Determination of sulfonamides in animal tissues using cation exchange reversed phase sorbent for sample cleanup and HPLC–DAD for detection

A new extraction method for 12 sulfonamides (sulfadiazine, sulfathiazole, sulfapyridine, sulfamerazine, sulfamethizole, sulfadimidine, sulfisoxazole, sulfamethoxazole, sulfatroxazole, sulfachlorpyrazine, sulfaphenazole and dapsone) in muscle, liver and kidney was developed. Fortified tissues of muscle, liver and kidney from bovine, pig and chicken were studied. A 10 g tissue and 10 ml acetonitrile were homogenised with an Ultra-Turrax. Next, the tissue was defatted with 5 ml n-hexane, centrifuged and filtered into flasks. Then the extracts were acidified with 10 ml hydrochloric acid and diluted with deionised water.
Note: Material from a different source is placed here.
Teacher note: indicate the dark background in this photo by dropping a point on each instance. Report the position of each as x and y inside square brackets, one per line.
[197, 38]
Next, the samples were loaded on OASIS® MCX columns, which were conditioned with 5 ml methanol and 5 ml water. The columns were washed with 5 ml hydrochloric acid and 5 ml methanol. Then the samples were eluted with 5 ml ammonia solution/acetonitrile (v/v 1/19), allowed to dry under nitrogen and reconstituted in 200 μl acetonitrile/water-mixture (v/v 1/4). The analyses were carried out on HPLC–DAD. Mobile phase was 0.01 M ammonium acetate pH 4.6 (A) and acetonitrile (B). Chromatographic separation was obtained by gradient elution (5% B to 40% within 16 min, back to 5% in 1 min, equilibration for 3 min). The sulfonamides were detected at 260 nm and dapsone at 294 nm. The detection limits of the HPLC method were 1 ppb for all analytes.